Monday Oct 13, 2008
Reliability, Availability, and Serviceability (RAS) in the Sun
SPARC Enterprise T5440 builds upon the solid foundations created for
the Sun SPARC
Enterprise T5140, T5240,
and Sun Fire X4600 M2
servers. The large number of CPU cores available in the T5440 needs
large amounts of I/O capability to balance the design. The physical
design of the X4600 M2 servers was a natural candidate for the new
design – modular CPU and memory cards along with plenty of slots
for I/O expansion. We've also seen good field reliability from the
X4600 M2 servers and their components. The T5440 is a excellent
example of how leveraging the best parts of these other designs has
resulted in a very reliable and serviceable system.
The trade-offs required for scaling from a single board design to
a larger, multiple board design always impact reliability of the
server. Additional connectors and other parts also contribute to
increased failure rates, or lower reliability. On the other hand, the
ability to replace a major component without replacing a whole
motherboard increases serviceability – and lowers operating costs.

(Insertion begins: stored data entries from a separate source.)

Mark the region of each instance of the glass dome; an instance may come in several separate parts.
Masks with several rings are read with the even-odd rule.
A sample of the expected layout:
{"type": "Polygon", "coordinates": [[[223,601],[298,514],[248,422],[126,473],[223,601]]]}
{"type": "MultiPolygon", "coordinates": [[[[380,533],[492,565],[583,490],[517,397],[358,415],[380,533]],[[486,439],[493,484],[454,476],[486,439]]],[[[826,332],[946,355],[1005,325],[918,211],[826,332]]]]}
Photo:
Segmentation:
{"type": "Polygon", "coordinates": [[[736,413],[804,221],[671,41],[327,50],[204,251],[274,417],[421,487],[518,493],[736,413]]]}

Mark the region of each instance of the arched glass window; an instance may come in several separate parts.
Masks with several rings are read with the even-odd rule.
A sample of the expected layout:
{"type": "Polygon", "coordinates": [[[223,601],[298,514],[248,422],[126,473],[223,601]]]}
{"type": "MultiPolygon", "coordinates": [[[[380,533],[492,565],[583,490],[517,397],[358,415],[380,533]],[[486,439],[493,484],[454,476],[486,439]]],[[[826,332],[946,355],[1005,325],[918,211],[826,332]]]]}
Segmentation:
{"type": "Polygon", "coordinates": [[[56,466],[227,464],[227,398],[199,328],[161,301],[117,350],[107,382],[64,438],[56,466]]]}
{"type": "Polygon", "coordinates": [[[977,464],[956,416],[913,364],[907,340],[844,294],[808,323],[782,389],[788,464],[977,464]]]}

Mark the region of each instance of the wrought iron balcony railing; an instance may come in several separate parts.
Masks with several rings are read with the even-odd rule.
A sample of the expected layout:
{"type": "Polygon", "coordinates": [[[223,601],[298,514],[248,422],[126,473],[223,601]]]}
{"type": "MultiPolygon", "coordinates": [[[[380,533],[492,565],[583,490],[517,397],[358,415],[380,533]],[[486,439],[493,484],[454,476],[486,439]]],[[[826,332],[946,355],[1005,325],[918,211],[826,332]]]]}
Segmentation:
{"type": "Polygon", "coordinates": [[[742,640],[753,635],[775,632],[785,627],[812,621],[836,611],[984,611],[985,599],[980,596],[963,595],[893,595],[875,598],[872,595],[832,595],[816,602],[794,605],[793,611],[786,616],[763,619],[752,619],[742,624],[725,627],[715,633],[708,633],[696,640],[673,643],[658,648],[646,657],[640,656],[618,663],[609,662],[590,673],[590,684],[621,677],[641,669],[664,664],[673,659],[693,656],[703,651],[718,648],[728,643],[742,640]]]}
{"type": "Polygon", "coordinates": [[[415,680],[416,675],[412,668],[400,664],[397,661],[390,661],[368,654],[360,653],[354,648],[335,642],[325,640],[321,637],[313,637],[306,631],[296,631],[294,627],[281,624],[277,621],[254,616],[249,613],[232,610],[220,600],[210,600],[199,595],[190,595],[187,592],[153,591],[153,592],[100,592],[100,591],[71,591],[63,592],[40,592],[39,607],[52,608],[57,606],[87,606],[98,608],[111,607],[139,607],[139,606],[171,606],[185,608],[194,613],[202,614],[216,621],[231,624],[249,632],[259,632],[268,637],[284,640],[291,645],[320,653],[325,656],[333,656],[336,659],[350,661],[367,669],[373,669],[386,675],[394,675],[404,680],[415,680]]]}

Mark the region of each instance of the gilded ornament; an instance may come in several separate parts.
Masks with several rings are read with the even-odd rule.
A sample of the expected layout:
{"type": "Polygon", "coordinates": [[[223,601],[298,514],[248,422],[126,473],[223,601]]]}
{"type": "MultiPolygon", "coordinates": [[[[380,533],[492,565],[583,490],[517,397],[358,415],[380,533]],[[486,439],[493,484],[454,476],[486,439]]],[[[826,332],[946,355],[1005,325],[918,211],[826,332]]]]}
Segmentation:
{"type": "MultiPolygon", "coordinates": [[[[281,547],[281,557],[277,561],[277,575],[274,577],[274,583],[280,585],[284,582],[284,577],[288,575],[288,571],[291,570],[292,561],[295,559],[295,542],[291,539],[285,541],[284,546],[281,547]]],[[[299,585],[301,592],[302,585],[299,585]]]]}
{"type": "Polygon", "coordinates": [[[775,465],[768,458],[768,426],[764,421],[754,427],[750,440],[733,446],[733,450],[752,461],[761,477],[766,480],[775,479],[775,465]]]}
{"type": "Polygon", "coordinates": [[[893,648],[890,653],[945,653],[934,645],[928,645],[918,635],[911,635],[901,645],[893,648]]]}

The additional parts which enable the system to scale also have an
impact on performance, as some of my colleagues have noted. When
comparing systems on a single aspect of the RAS and performance
spectrum, you can miss important design characteristics, or worse,
misunderstand how the trade-offs impact the overall suitability of a
system. To get a better insight on how to apply highly scalable
systems to a complex task prefer to do a performability
analysis.
The T5440 has almost exactly twice the performance capabilities of
the T5220. If you have a workload which previously required four
T5220s with a spare (for availability), then you should be able to
host that workload on only two T5440s, and a spare. Using benchmarks
for sizing is the best way to compare, and we can generally see that
a T5440 is six times more capable than a Sun
Fire V490 server. This will complete a comparable performance
sizing.
On the RAS side, a single T5440 is more reliable than two T5220s,
so there is a reliability gain. But for a performability analysis,
that is contrasted with the fewer numbers of T5440. For example, if
the workload requires 4 servers and we add a spare, then the system
is considered performant when 4 of 5 servers are available. As we
consolidate onto fewer servers, the model changes accordingly: for 2
servers and a spare, the system is performant when 2 of 3 servers are
available. The reliability gain of using fewer servers can be readily
seen in the number of yearly service calls expected. Fewer servers
tends to mean fewer service calls. The math behind this can become
complicated for large clusters and is arguably counter-intuitive at
times. Fortuntately, our RAS modeling tools can handle very
complicated systems relatively easily.
We build availability models for all of our systems and use the
same service parameters to permit easy comparisons. For example, we
would model all systems with 8 hour service response time. The models
are then compared, thusly
|
System
|
Units
|
Performability
|
Yearly Services
|
|
Sun SPARC Enterprise 5440 server
|
2 + 1
|
0.99999903
|
0.585
|
|
Sun SPARC Enterprise 5240 server
|
4 + 1
|
0.99999909
|
0.661
|
|
Sun SPARC Enterprise 5140 server
|
4 + 1
|
0.99999915
|
0.687
|
|
Sun Fire V490 server
|
12 + 1
|
0.99998644
|
1.402
|
In these results, you can see that T5440 clearly wins the number
of units and yearly services. Both of these metrics impact total cost
of ownership (TCO) as the complexity of an environment is generally
attributed to the number of OS instances – fewer servers generally
means fewer OS instances. Fewer service calls means fewer problems
that require physical human interactions.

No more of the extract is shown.